By Sharon Kirk Clifton

Description:

CAMIE McCAIN had never met a hermit, not till Claude shows up smack-dab in the middle of Aunt Charlene’s old-timey kitchen. Camie reckons Uncle Glen is the recluse’s only friend. Off and on that summer, she spies Claude in the most unlikely places, but he vanishes before she can catch up to talk to him. Does he really live in a barrel in some lonely holler like the kids at church say? Is he on the run from the law? How come he shies away from folks like a skittish colt?

Camie has the summer of her life and one adventure after another. She tames an ornery rooster, helps put by for winter, learns to swim, and goes to camp meetin' with all the mountain folk. She dreads the day she has to return to the dirty factory town where her family lives.

Then one day tragedy strikes the mountain. Camie blames herself. Angry and afraid, she bolts into the mountains where she gets lost in a thunderstorm, tumbles down an incline, wrenches her ankle, and encounters Claude—this time in an abandoned mine. She tells him of the grief that has come to her family and claims it’s her fault. After all, didn’t she pray all wrong? And didn’t she keep a deadly secret?

Claude reveals some secrets of his own, including his role in a mine disaster and how that led to his becoming a recluse. He tends to Camie’s ankle and helps her home, where she discovers an important truth from a cicada shell.

Book Takeaway:

UP A RUTTED ROAD is a story of redemption, forgiveness, and God's promise of eternal life.

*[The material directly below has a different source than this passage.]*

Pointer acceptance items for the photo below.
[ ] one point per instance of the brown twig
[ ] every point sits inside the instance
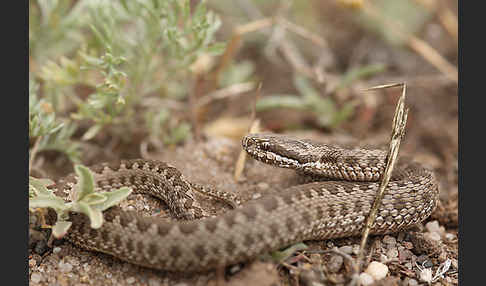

Why the author wrote this book:

In the 1990s, I received a research grant to travel through Appalachia and collect stories from the oral tradition, tales that were being lost as the generation who knew them best died out. On that odyssey through the mountains, I came to love the people and culture, as well as their stories. For UP A RUTTED ROAD, I blended that experience with many personal memories of summers spent with my own aunt and uncle on their hardscrabble farm. This is a work of fiction, but, as with most such works, it contains "true" stories. Yes, I really did meet an old hermit who was rumored to live in a barrel in the woods. Like Camie, I never quite believed that, but unlike Camie, I never learned the truth.